Winter 2011. On my boat in Cherbourg Northern France. Money running out. Three months work available in the UK. But I don’t want to do it. I’m a cabinet maker, yes, but I want to work with driftwood, reclaimed timbers and recycle ‘stuff’.
So I took my remaining euros, headed south via train, bus, ferry and bus and arrived at a little beach on the North East coast of Ibiza. I’d run out of money-but I’d found my beach, small, idyllic, free and beautiful, but I had no money. Oh well!
I had a bag of tools, a hammock, a few clothes, toothbrush and a new home. I felt free, but as usual, having no money brought its own stresses. I made a few bowls, a couple of signs-but didn’t sell ‘em. I found an oak pallet washed up on the beach.

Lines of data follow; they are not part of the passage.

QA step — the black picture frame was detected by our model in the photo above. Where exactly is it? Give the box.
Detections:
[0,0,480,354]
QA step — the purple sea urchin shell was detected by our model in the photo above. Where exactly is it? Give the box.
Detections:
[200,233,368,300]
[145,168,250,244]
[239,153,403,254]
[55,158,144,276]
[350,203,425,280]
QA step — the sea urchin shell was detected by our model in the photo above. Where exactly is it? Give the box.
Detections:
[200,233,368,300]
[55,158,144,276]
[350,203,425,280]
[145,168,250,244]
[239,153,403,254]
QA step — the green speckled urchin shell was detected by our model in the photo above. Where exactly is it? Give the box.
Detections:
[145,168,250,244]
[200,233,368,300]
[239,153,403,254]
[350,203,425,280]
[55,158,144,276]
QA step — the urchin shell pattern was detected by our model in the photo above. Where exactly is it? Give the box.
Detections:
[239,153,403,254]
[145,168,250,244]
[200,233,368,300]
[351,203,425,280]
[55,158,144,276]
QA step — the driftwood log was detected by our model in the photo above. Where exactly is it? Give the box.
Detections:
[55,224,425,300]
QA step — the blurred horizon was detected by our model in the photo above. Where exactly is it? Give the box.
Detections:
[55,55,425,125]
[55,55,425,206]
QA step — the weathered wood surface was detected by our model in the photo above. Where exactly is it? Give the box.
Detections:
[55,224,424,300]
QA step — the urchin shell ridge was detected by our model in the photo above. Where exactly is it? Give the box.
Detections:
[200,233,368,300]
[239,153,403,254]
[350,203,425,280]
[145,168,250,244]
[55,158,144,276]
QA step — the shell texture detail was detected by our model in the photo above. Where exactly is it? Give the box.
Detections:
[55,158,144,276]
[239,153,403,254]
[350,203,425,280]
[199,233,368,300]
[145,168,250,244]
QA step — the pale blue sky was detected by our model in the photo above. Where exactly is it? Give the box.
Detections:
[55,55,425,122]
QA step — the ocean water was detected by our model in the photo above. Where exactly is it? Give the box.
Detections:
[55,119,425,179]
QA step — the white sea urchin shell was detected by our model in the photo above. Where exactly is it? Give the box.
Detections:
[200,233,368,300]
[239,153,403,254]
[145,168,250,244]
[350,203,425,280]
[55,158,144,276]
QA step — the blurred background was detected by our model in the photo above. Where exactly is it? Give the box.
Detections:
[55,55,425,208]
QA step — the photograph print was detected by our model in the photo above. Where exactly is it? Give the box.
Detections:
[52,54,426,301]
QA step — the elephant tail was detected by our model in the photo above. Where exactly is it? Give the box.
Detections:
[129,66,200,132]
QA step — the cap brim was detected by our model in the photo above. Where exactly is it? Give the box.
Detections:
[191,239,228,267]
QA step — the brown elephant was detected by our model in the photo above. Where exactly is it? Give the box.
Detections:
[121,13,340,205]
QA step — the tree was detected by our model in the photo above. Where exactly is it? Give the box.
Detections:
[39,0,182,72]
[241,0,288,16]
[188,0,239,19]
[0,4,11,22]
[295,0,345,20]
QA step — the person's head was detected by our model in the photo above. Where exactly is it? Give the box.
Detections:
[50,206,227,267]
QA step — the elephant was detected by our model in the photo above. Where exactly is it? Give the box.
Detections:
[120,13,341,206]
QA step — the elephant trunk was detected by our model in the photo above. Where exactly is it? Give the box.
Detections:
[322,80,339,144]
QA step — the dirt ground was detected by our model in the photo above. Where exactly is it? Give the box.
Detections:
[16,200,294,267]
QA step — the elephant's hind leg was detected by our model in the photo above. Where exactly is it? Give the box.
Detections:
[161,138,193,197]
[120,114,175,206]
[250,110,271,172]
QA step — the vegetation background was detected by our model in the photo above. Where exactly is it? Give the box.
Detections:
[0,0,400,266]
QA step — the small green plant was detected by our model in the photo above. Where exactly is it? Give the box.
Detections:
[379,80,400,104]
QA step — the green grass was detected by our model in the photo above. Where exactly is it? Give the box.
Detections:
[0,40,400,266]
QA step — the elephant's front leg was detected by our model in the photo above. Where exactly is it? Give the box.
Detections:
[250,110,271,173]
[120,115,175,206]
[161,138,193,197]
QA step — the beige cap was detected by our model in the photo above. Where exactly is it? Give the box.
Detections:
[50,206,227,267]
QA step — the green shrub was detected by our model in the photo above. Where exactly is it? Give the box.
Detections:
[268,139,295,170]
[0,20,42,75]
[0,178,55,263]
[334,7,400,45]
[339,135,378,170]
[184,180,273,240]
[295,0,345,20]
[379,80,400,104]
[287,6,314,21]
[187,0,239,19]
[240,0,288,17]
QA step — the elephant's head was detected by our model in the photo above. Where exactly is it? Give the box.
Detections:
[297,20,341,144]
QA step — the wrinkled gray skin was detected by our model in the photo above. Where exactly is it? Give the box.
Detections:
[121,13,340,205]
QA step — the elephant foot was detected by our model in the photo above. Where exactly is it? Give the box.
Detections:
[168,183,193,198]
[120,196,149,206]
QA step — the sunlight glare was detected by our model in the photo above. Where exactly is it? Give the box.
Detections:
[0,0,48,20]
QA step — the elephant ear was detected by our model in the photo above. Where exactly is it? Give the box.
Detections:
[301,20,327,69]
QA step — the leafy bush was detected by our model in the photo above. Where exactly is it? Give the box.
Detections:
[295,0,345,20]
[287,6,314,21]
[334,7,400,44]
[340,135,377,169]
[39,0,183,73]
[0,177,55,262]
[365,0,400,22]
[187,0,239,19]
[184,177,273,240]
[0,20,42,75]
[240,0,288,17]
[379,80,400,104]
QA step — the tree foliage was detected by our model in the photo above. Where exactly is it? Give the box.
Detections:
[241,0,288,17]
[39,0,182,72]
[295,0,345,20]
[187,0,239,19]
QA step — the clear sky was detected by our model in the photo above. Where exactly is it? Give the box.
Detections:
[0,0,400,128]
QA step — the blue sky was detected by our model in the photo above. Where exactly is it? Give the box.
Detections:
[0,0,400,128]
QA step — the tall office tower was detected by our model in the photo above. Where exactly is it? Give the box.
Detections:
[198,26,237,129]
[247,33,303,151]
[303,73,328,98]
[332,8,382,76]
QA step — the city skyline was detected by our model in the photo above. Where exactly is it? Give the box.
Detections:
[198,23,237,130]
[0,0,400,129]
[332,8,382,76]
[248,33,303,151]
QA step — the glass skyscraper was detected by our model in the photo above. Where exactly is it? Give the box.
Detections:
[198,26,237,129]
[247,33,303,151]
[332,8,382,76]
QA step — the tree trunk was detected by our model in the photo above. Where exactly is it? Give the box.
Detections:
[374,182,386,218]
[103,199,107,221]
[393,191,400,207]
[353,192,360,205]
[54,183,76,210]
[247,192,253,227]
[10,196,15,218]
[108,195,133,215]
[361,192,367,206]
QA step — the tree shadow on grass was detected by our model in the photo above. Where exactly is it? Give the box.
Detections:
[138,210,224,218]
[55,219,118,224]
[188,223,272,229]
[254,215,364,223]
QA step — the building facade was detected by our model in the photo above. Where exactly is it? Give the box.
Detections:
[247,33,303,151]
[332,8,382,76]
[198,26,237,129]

I found 5 euros in change next to a rubbish bin and brought a coffee, a packet of biscuits and half an hour on the internet.
The oak pallet had potential and whilst on the internet I looked up the shortest version of the Lord’s Prayer. I decided to make something real smart, something to be really proud of and something I could sell on for a fortune!
It took me a week. Three days on the beach and then another three high up in a forest overlooking the bay. Some friends had leant me a tent and I finished the carving with my Stanley knife as my only tool on the floor of the forest with pine needles as my sweet smelling companions, birdsong as my radio, ocean views as my television.
Gallons of water were drunk. Friends supplied the odd sandwich when I visited them down on ‘their’ little beach. Each letter carved increased my resolve, each word completed heard a triumphant little cry. When finished I knew I had done a good job-and then came the moment to sell.
Two hippy markets claimed good comments and talk of God-but no euros. I was loaned money to get back to Cherbourg. I dismantled the pallet and wrapped up the planks of words, far easier to carry and bussed it, ferried it and trained it back to my boat, then trained it ferried and trained it back to Dorset. I found another pallet, prized off the planks and replaced my words. Pallet restored.
Displayed for one year in a ‘healing garden’ and the owners move on. My pallet comes back to me, yet it still won’t sell. Etsy, e bay maybe onto car boot sales. But it’s worth more than that. It’s the most rewarding piece of artwork I’ve ever done. Reduce the price? No way, I’m going to triple it and more. It’s now up for sale for £1,200. It’s worth every penny.
The pallet prayer has a home somewhere-but it’s not in my bedroom where it is at the moment. Big wide world-who wants my pallet prayer?!